Synthesis of Powdered Silica Aerogels from Agro-industrial Wastes: Insights on Effects of Precursor and Sol–Gel Conditions on Its Characteristics
摘要
Powdered silica aerogels are highly porous materials with exceptionally high specific surface area and low density, making them attractive for applications in adsorption, catalysis, or thermal insulation. In this study, sustainable silica aerogels were successfully synthesized from two abundant waste resources, including rice husk ash (RHA) and fly ash (FA), via a sol–gel method followed by freeze-drying. The effects of key synthesis parameters, including HCl concentration during acid pretreatment, NaOH concentration during silica extraction, and pH during the sol–gel process, were systematically investigated.
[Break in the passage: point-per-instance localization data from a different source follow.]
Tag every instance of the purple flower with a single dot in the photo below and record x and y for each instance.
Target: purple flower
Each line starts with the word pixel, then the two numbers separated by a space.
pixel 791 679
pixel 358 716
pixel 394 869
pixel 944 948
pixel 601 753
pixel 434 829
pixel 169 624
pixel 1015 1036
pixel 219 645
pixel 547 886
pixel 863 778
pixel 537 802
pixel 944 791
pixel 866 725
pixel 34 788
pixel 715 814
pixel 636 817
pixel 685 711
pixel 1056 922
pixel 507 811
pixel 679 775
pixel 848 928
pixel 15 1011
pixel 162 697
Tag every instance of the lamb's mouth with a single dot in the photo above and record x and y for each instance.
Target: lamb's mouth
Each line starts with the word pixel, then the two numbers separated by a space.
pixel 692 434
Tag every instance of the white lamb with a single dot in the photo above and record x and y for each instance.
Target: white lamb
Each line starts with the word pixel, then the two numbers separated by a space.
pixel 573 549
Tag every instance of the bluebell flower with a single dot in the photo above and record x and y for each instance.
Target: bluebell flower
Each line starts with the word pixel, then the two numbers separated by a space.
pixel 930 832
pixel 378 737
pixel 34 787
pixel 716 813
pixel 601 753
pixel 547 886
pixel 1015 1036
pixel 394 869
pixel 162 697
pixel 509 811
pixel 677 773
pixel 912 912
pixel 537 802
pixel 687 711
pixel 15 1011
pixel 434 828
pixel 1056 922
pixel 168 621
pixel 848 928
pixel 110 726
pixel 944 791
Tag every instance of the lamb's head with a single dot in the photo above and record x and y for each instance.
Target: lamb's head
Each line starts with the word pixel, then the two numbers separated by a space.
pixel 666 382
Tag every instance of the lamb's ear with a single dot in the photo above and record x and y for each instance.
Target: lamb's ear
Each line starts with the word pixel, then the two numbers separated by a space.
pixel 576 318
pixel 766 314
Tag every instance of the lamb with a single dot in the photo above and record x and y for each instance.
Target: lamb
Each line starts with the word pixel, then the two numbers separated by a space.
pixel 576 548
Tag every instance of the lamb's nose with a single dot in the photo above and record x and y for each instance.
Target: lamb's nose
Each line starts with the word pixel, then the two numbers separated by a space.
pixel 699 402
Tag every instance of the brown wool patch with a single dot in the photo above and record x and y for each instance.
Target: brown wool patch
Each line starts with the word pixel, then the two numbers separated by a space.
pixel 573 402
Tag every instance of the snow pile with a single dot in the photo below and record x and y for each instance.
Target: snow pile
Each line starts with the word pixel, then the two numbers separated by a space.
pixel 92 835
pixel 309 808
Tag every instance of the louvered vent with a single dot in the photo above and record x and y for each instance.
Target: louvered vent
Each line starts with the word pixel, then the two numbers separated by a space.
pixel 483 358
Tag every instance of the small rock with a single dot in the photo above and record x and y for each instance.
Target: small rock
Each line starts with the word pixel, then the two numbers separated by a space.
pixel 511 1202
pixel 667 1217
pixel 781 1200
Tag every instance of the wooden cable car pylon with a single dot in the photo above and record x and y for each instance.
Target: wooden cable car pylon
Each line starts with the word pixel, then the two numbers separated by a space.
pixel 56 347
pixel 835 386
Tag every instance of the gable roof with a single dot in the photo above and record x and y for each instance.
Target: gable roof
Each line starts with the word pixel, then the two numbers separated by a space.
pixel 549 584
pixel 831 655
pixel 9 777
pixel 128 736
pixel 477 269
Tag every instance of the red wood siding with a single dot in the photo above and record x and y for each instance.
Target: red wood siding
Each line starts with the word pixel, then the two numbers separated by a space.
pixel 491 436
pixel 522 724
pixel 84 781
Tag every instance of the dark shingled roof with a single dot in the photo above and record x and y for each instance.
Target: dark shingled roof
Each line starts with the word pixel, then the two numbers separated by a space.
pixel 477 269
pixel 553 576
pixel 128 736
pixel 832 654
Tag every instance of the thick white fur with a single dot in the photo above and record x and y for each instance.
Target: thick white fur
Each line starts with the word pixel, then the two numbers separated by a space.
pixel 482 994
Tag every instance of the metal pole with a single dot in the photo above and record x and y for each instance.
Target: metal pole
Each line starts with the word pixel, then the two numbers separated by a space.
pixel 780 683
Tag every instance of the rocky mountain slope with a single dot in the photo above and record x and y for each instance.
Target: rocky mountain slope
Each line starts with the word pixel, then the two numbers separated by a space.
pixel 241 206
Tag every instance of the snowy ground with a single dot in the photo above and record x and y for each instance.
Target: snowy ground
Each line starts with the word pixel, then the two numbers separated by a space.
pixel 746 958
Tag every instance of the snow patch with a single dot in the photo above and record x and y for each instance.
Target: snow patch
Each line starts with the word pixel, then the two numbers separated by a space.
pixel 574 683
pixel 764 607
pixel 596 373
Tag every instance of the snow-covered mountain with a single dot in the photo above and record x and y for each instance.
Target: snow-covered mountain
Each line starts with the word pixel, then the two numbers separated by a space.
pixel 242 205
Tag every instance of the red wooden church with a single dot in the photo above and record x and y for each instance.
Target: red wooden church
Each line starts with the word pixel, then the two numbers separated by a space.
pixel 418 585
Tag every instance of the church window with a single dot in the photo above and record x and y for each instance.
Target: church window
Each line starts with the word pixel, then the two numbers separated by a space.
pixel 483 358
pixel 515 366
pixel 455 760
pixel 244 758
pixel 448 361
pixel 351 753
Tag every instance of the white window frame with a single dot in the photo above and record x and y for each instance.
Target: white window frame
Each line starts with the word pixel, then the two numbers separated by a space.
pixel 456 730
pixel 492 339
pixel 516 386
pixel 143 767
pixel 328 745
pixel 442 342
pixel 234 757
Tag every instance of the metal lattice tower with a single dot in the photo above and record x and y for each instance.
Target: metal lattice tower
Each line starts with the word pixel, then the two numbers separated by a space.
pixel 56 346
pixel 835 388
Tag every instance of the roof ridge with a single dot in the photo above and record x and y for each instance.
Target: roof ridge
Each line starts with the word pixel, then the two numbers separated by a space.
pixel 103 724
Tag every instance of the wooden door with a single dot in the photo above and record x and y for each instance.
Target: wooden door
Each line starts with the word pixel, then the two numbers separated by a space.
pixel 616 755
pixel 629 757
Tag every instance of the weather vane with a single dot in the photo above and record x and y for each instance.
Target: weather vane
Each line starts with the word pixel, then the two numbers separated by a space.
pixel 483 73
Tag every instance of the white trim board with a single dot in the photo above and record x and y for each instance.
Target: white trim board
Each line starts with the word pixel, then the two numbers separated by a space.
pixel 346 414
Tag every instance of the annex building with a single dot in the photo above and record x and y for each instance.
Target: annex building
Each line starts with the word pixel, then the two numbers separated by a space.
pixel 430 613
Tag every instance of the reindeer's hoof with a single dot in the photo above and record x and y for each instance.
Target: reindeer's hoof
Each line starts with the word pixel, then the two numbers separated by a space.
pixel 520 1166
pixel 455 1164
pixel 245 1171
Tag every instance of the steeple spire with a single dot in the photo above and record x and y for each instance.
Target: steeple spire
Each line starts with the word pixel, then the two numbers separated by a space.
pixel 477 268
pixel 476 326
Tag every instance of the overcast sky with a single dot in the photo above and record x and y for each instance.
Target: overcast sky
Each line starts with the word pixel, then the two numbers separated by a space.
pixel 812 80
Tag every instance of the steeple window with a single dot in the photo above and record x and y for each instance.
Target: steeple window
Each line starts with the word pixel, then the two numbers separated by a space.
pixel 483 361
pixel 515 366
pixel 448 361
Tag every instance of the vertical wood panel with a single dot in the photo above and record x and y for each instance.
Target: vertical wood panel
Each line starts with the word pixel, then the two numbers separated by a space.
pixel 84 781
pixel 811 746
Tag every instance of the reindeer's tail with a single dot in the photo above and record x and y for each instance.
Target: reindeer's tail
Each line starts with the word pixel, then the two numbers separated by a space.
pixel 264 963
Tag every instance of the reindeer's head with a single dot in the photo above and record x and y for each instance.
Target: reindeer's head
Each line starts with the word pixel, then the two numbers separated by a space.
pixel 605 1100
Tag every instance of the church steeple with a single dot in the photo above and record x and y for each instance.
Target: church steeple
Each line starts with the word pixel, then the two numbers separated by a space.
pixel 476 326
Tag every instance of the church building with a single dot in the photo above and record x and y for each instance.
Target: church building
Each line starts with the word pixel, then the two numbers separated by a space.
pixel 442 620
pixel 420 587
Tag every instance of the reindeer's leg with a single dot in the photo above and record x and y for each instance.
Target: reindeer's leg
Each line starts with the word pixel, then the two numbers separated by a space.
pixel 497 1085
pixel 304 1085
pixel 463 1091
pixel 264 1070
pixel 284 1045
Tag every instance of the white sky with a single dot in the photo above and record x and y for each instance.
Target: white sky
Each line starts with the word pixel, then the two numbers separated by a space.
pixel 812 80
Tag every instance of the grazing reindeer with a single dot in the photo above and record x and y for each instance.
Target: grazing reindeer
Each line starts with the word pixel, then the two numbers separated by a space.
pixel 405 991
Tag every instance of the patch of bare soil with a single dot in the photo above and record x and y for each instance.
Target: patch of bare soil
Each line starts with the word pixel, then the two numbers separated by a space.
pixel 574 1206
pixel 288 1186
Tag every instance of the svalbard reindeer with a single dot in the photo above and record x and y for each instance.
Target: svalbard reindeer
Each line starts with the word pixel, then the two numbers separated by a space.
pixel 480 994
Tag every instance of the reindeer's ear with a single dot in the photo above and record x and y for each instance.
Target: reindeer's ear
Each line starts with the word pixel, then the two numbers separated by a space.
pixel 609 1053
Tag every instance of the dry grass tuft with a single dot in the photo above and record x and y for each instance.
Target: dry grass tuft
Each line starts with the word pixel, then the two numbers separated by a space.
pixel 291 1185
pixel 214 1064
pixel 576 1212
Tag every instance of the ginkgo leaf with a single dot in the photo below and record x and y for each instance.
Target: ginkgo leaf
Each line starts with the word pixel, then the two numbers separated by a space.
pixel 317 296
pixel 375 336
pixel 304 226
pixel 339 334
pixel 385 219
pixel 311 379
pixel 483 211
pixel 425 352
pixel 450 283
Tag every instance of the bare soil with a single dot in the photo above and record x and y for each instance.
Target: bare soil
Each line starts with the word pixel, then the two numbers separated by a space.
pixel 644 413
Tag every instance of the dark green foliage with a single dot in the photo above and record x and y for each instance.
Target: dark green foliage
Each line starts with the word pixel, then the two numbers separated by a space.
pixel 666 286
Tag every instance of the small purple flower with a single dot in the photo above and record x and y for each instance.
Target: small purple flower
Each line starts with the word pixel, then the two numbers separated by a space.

The results reveal that these parameters play critical roles in controlling silica dissolution as well as the hydrolysis and polycondensation reactions governing gel formation and pore development. Under the suitable conditions (HCl 2 M, NaOH 1 M, and pH ≈ 7), the RHA-derived aerogel exhibited a high specific surface area of 493.3 m2 g−1, porosity of 97.5%, and pore volume of 0.58 cm3 g−1, while the FA-derived aerogel showed a surface area of 376.0 m2 g−1 and porosity of 96.1%. Scanning electron microscopy confirmed the formation of a typical three-dimensional nanoporous silica network composed of interconnected nanoscale clusters. The obtained materials synthesized in this study exhibit textural properties comparable to those obtained from conventional precursors such as TEOS and MTMS. Importantly, the utilization of RHA and FA demonstrates strong potential for large-scale production and environmental applications.